On Sat, May 2, 2020 at 10:17 AM Terry Reedy <tjreedy(a)udel.edu> wrote:
>
> On 5/1/2020 7:30 PM, Chris Angelico wrote:
>
> > @static(called=0)
> > def other_function():
> > me.called += 1
> > ...
> >
> > Obviously the name "me" can't be used, as it'd break a bunch of code,
> > but conceptually this would be incredibly helpful. It'd also be a
> > reliable idiom for recursion optimization - any "me()" is guaranteed
> > to be recursion and may potentially give info to an optimizer.
> >
> > Perhaps, if Python had a way to identify the current function, it
> > would feel less odd to attach attributes to it.
>
> As one might imagine, something so 'obvious' has been proposed multiple
> times. Reasons for repeated rejection.
>
> 1. Function bodies are compiled to code objects. There is no function
> to 'bind' to and there might never be. (compile(code_body, ...)).
True, but that's a bit of an edge case. I'm sure there are other edge
cases too - what happens with a 'nonlocal' if it's in a code object
outside of a function? (Or in the CPython implementation, what happens
with the corresponding cell lookup?) If <me> causes a RuntimeError if
used in such a context, or if the compilation of <me> creates some
sort of reference that simply doesn't work outside of a function, it'd
be fine.
> 2. Python does name resolution on function bodies when called. If early
> binding of <me> were possible, it would be an exception.
It would have to be a keyword of a sort. Not necessarily an actual
keyword, although that would definitely work.
> 3. Recursion without names is really hard; hence the special
> head-spinning combinator to do that.
And that's a good reason to have compiler support for it. It would
make true recursion simple. (Obviously mutual recursion would still
require names.)
> 4. The post-compile function object address would only be useful for
> CPYthon, not for implementations that move objects around.
Why? It's an object. It should be possible to reference it.
> 5. The automatic conversion of recursion to a while loop only works for
> linear tail recursion. In Python, such cases are usually better written
> directly as a for-loop.
True, and that would probably only be a small advantage anyway.
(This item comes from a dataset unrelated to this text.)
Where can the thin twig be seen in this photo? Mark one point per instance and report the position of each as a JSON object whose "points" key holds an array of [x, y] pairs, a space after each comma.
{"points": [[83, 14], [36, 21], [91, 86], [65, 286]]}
But
it's also a clarity thing, and it means you don't have to name your
function inside the function and then remember to rename it.
There is another objection though:
6. Decorated functions would behave differently based on whether you
call by name or call by <me>.
I don't have an answer to that, other than that giving programmers the
option isn't a bad thing. People would just have to be aware of the
distinction and know which one they want.